Let G be a group. We shall write A(G) for the automorphism group of G. According to Schweigert [1], we say that an element f∈A(G) is a polynomial automorphism of G if there exist integers ${\epsilon }_1,\dots ,{\epsilon }_m\in \mathbb{Z}$ and elements u₀,...,u _m ∈G such that

$$f\left(x\right)=u_0{x}^{{\epsilon }_1}{u}_1\mathrm{...}{u}_{m-1}{x}^{\mathrm{\epsilon m}}{u}_m,$$

for all x∈G. Since f(1)=1, it is easy to see that f(x) can be expressed as a product of inner automorphisms, that is,

$$f\left(x\right)=\left(v_1^{-1}{x}^{{\epsilon }_1}{v}_1\right)\dots \left(v_m^{-1}{x}^{{\epsilon }_m}{v}_m\right).$$

We shall write P₀(G) for the set of polynomial automorphisms of G. Actually, Schweigert defined a polynomial automorphism in the context of finite groups.
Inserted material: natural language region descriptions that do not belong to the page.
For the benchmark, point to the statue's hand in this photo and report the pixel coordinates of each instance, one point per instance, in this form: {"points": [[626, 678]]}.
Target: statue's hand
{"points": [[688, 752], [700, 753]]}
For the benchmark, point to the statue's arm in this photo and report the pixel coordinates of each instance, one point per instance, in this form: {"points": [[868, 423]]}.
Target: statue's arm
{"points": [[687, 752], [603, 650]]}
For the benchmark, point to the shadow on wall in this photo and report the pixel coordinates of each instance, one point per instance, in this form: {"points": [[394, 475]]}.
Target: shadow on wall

In particular, in this context, the set P₀(G) is clearly a subgroup of A(G). On the other hand, this is not necessarily the case when G is infinite.

In this paper, we shall consider the subgroup P(G)=〈P₀(G)〉 of A(G), generated by all polynomial automorphisms of G. Hence, P₀(G)=P(G), when G is finite. For instance, we will prove that P₀(D₈)≅V₄. Instead, P(G) is distinct from P₀(G) when G is the additive group of a rational number; in this case, we will prove that $P\left(\mathbb{Q}\right)=A\left(\mathbb{Q}\right)$, and the set of polynomial automorphisms forms a monoid with respect to the operation of functional composition, which is isomorphic to the multiplicative monoid $\mathbb{Z}\setminus \left\{0\right\}$.

It is easy to verify that P₀(G) is a normal subset of A(G). Thus, P(G) is a normal subgroup of A(G). In addition, we have

$$I\left(G\right)⊴P\left(G\right)⊴A\left(G\right),$$

where I(G) is the group of inner automorphisms of G.

Preliminaries

If G is abelian, each polynomial automorphism is of the form x↦x^ε, and so P(G) is abelian. We show here that if G is a nilpotent group of class k=2, then P(G) is abelian.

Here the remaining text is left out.